This is an automated email from the ASF dual-hosted git repository.
apitrou pushed a commit to branch main
in repository https://gitbox.apache.org/repos/asf/arrow.git
The following commit(s) were added to refs/heads/main by this push:
new 2d76d9a526 GH-35519: [C++][Parquet] Fixing exception handling in
parquet FileSerializer (#35520)
2d76d9a526 is described below
commit 2d76d9a526f9827283bb7dfac60715b6ad4aec34
Author: mwish <[email protected]>
AuthorDate: Tue May 16 00:32:37 2023 +0800
GH-35519: [C++][Parquet] Fixing exception handling in parquet
FileSerializer (#35520)
### Rationale for this change
Mentioned in https://github.com/apache/arrow/issues/35519
### What changes are included in this PR?
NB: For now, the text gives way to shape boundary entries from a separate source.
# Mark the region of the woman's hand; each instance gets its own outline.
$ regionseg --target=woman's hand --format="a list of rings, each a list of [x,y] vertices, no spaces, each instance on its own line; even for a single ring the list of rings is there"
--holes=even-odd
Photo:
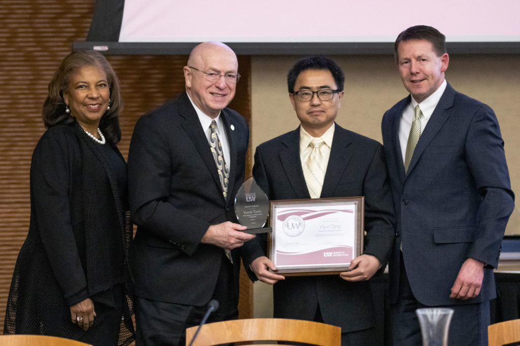
[[[80,328],[86,330],[94,323],[96,312],[94,303],[90,298],[80,301],[70,307],[70,319],[72,323],[77,324]]]

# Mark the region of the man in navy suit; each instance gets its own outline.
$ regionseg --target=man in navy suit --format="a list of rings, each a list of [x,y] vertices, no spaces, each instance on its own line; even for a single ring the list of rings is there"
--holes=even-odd
[[[335,120],[345,77],[332,60],[298,62],[288,76],[289,99],[301,125],[259,145],[253,175],[270,199],[364,196],[366,248],[340,275],[288,276],[275,274],[260,237],[244,245],[252,278],[274,284],[275,317],[323,322],[341,327],[342,345],[379,345],[368,281],[386,265],[394,239],[394,206],[382,145],[342,128]],[[324,176],[309,183],[306,155],[310,144],[322,143],[319,166]]]
[[[397,216],[390,261],[395,345],[420,345],[415,309],[454,310],[450,345],[487,345],[489,300],[514,208],[498,122],[487,105],[445,80],[444,35],[409,28],[395,45],[410,95],[382,130]]]
[[[240,77],[218,42],[193,48],[186,92],[136,124],[128,154],[130,208],[137,232],[131,262],[138,345],[182,345],[211,299],[209,322],[238,316],[239,248],[254,236],[236,223],[248,125],[226,107]]]

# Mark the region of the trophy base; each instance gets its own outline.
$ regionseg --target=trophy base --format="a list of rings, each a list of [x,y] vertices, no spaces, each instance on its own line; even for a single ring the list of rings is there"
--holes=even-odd
[[[241,232],[249,234],[260,234],[261,233],[270,233],[272,232],[272,227],[264,227],[263,228],[248,228]]]

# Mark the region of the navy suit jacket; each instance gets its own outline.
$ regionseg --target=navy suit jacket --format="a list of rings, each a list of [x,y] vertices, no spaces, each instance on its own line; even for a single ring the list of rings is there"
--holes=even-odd
[[[300,160],[300,128],[259,145],[253,172],[269,199],[310,198]],[[395,215],[382,146],[336,124],[321,197],[356,196],[365,198],[364,253],[377,257],[384,267],[393,243]],[[246,265],[265,256],[266,244],[259,238],[244,245]],[[275,317],[312,321],[319,304],[324,322],[343,332],[374,324],[368,281],[349,283],[339,275],[287,276],[275,284],[274,293]]]
[[[244,181],[249,130],[243,118],[225,109],[230,150],[225,199],[210,144],[186,92],[144,115],[134,129],[128,187],[137,231],[131,262],[137,296],[201,306],[211,297],[224,250],[201,244],[210,225],[236,222],[232,207]],[[239,250],[235,258],[238,292]]]
[[[487,105],[448,84],[419,138],[405,174],[398,137],[411,97],[383,117],[387,168],[397,216],[390,261],[390,299],[397,297],[399,244],[415,298],[427,305],[476,303],[496,296],[496,268],[514,208],[503,141]],[[449,298],[467,258],[487,264],[480,293]]]

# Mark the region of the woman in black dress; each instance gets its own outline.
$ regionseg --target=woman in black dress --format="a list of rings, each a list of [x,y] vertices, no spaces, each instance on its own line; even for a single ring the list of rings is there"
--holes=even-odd
[[[119,82],[102,55],[73,52],[49,84],[31,165],[31,220],[4,334],[96,345],[133,340]]]

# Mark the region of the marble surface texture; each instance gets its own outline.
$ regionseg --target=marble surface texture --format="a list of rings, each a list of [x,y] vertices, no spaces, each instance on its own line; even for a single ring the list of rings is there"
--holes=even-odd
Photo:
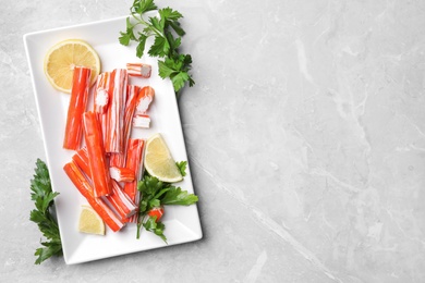
[[[34,264],[45,150],[22,36],[133,1],[0,10],[0,282],[425,282],[425,1],[156,1],[184,15],[179,99],[204,238]]]

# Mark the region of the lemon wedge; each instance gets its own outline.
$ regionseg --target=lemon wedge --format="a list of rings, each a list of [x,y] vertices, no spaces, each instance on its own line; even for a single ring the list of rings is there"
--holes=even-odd
[[[146,142],[145,169],[151,176],[162,182],[175,183],[183,180],[166,140],[159,133]]]
[[[68,39],[52,46],[45,56],[45,74],[58,90],[71,93],[75,66],[92,69],[93,85],[100,73],[100,59],[95,49],[81,39]]]
[[[90,206],[82,206],[78,231],[87,234],[105,235],[104,220]]]

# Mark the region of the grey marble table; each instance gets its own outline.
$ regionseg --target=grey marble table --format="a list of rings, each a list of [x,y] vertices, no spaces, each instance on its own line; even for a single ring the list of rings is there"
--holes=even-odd
[[[34,264],[45,158],[22,36],[132,1],[0,11],[0,282],[424,282],[425,1],[157,1],[184,15],[179,99],[204,238]]]

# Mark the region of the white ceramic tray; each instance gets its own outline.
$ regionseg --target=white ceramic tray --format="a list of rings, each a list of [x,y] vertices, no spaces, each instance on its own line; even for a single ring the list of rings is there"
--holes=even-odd
[[[125,67],[127,62],[145,62],[153,65],[151,77],[135,79],[132,84],[150,85],[155,88],[155,100],[149,109],[151,127],[133,132],[133,137],[147,138],[154,133],[161,133],[173,158],[187,160],[183,132],[175,95],[169,79],[161,79],[157,60],[135,56],[135,45],[120,45],[119,32],[125,30],[125,16],[89,24],[49,29],[24,36],[25,50],[29,63],[34,93],[37,102],[44,136],[47,164],[52,188],[60,195],[56,198],[58,223],[61,233],[63,256],[68,264],[92,261],[153,248],[167,247],[202,238],[202,229],[196,205],[190,207],[167,207],[163,217],[165,235],[168,245],[150,232],[143,231],[136,239],[135,224],[127,224],[122,231],[113,233],[107,230],[106,236],[82,234],[77,232],[81,205],[86,204],[63,171],[63,165],[71,160],[73,151],[62,148],[63,132],[70,96],[62,94],[47,81],[42,61],[47,50],[64,39],[83,39],[90,44],[101,60],[101,71]],[[194,193],[191,171],[183,182],[182,189]]]

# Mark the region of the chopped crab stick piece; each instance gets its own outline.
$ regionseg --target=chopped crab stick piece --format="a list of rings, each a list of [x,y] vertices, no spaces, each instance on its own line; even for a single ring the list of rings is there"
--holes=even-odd
[[[126,99],[127,74],[125,69],[112,71],[109,85],[109,107],[107,112],[106,142],[107,152],[123,152],[123,126]]]
[[[139,91],[141,91],[141,87],[135,85],[127,85],[126,103],[125,103],[125,111],[124,111],[124,126],[123,126],[124,148],[123,148],[123,152],[111,153],[109,159],[110,167],[125,167],[126,145],[129,143],[129,138],[131,135],[132,120],[134,115],[134,110],[136,108],[136,101]]]
[[[138,95],[136,102],[135,114],[146,114],[151,101],[155,97],[155,89],[150,86],[145,86],[142,88],[141,94]]]
[[[142,128],[149,128],[150,127],[150,118],[149,118],[149,115],[136,114],[133,118],[133,126],[134,127],[142,127]]]
[[[125,167],[130,168],[135,173],[135,180],[133,182],[127,182],[124,184],[124,192],[133,200],[134,204],[138,206],[139,202],[139,193],[137,190],[137,181],[142,177],[143,172],[143,150],[145,147],[145,142],[139,138],[130,138],[129,147],[126,153]],[[137,217],[133,217],[129,220],[130,222],[136,222]]]
[[[83,137],[82,114],[86,111],[92,70],[75,66],[72,81],[71,98],[68,108],[63,148],[76,150]]]
[[[88,204],[113,232],[117,232],[124,226],[121,219],[119,219],[108,205],[105,204],[102,198],[95,197],[92,184],[87,181],[86,176],[74,161],[66,163],[63,167],[63,170],[78,192],[87,199]]]
[[[100,123],[96,113],[93,111],[85,112],[83,114],[83,124],[95,196],[107,196],[112,192],[111,180],[106,160]]]
[[[126,71],[131,76],[149,78],[151,73],[151,65],[144,63],[126,63]]]
[[[112,194],[107,197],[113,209],[120,214],[122,221],[126,221],[137,212],[137,206],[122,192],[120,185],[112,181]]]
[[[117,182],[133,182],[135,177],[134,171],[130,168],[111,167],[109,173]]]

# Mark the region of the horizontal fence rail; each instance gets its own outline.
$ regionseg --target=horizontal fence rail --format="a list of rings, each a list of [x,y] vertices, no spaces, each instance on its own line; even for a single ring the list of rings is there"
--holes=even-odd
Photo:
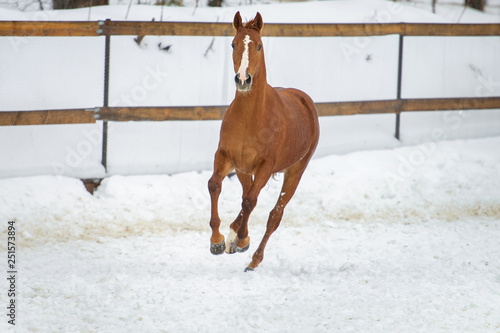
[[[0,126],[91,124],[103,121],[102,164],[107,169],[108,121],[220,120],[227,106],[109,107],[109,62],[111,36],[233,36],[230,23],[132,22],[132,21],[0,21],[3,37],[100,37],[105,42],[104,101],[92,109],[0,111]],[[500,97],[401,98],[403,40],[408,36],[500,36],[500,24],[368,23],[368,24],[273,24],[265,25],[267,37],[356,37],[399,35],[397,98],[394,100],[316,103],[319,116],[396,115],[395,137],[399,139],[400,114],[413,111],[500,109]],[[84,179],[92,192],[100,179]]]
[[[0,21],[1,36],[232,36],[230,23],[134,21]],[[262,31],[268,37],[354,36],[499,36],[500,24],[343,23],[275,24]]]
[[[0,112],[0,126],[92,124],[104,121],[221,120],[227,105],[181,107],[99,107]],[[412,111],[500,109],[500,97],[432,98],[316,103],[318,115],[345,116]]]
Exception handling in `CheckRowsWritten`
### Are these changes tested?
No, I don't know how to mock it currently
### Are there any user-facing changes?
no
* Closes: #35519
Authored-by: mwish <[email protected]>
Signed-off-by: Antoine Pitrou <[email protected]>
---
cpp/src/parquet/file_writer.cc | 19 ++++++++++---------
1 file changed, 10 insertions(+), 9 deletions(-)
diff --git a/cpp/src/parquet/file_writer.cc b/cpp/src/parquet/file_writer.cc
index 57067bc533..c91567e70d 100644
--- a/cpp/src/parquet/file_writer.cc
+++ b/cpp/src/parquet/file_writer.cc
@@ -219,17 +219,16 @@ class RowGroupSerializer : public
RowGroupWriter::Contents {
closed_ = true;
CheckRowsWritten();
- for (size_t i = 0; i < column_writers_.size(); i++) {
- if (column_writers_[i]) {
- total_bytes_written_ += column_writers_[i]->Close();
+ // Avoid invalid state if ColumnWriter::Close() throws internally.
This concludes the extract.